At first glance, Nokia’s figures released at the beginning of February were “pretty bad”. Due to the US tax reform, there was a loss of 384 million euros, which exceeded the previous year’s value by almost twice. In addition, CEO Rajeev Suri dampened expectations for the current year. For example, projected market growth has been revised downwards from the original 2-5 percent to 2-4 percent. And the profit adjusted for special items is also expected to be lower in the current financial year than in 2017.
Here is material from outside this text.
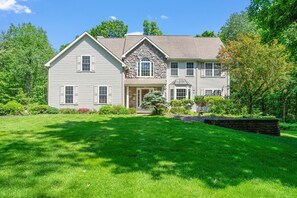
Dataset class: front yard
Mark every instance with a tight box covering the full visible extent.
[0,115,296,197]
Apart from one-time items write-downs on corporate values and the costs of integrating the acquired rival Alcatel-Lucent, earnings per share on an adjusted basis rose in 2017 by 50 percent to 0.33 euros. This exceeded the expectations of the analysts and the investors reacted with massive gains. However, shareholders must first wait for further increases in corporate profits. For 2018, the Nokia management presented only an adjusted EPS between 0.23 and 0.27 euros. In 2020, it should then rise to 0.37 to 0.42 euros. In the long term, Nokia plans to distribute 40 to 70 percent of its adjusted EPS as a dividend to its shareholders.
Following the announcement of the figures for 2017, some analyst firms such as Credit Suisse, Societe Generale and Deutsche Bank revised its price targets for the Nokia share upwards. 15 stock experts are currently recommending to buy while 25 times a neutral recommendation is issued. There are 8 sales recommendations. The strong volatility of Nokia’s stock is reflected in the projected price targets in an extreme range. This ranges from $3.90 (BNP Paribas) to $7.50 (MKM Partners) and gives an average value of $5.44.
From a technical point of view, one can see the share of Nokia is in the middle range. This is exactly where the technology stock shot up in late 2016 and early this year. In early February, the 100-day line was also overcome, which is seen as a starting signal. Should the medium-term average line turn up in the coming weeks, a trend change signal would even emerge. Due to the jump in prices by 20 percent, however, the timing indicator Relative Strength Index (RSI) is now showing a slightly overbought situation. This increases the risk of an RSI sell-signal. At the latest in the area of the massive support zone, however, a potentially possible correction movement should end.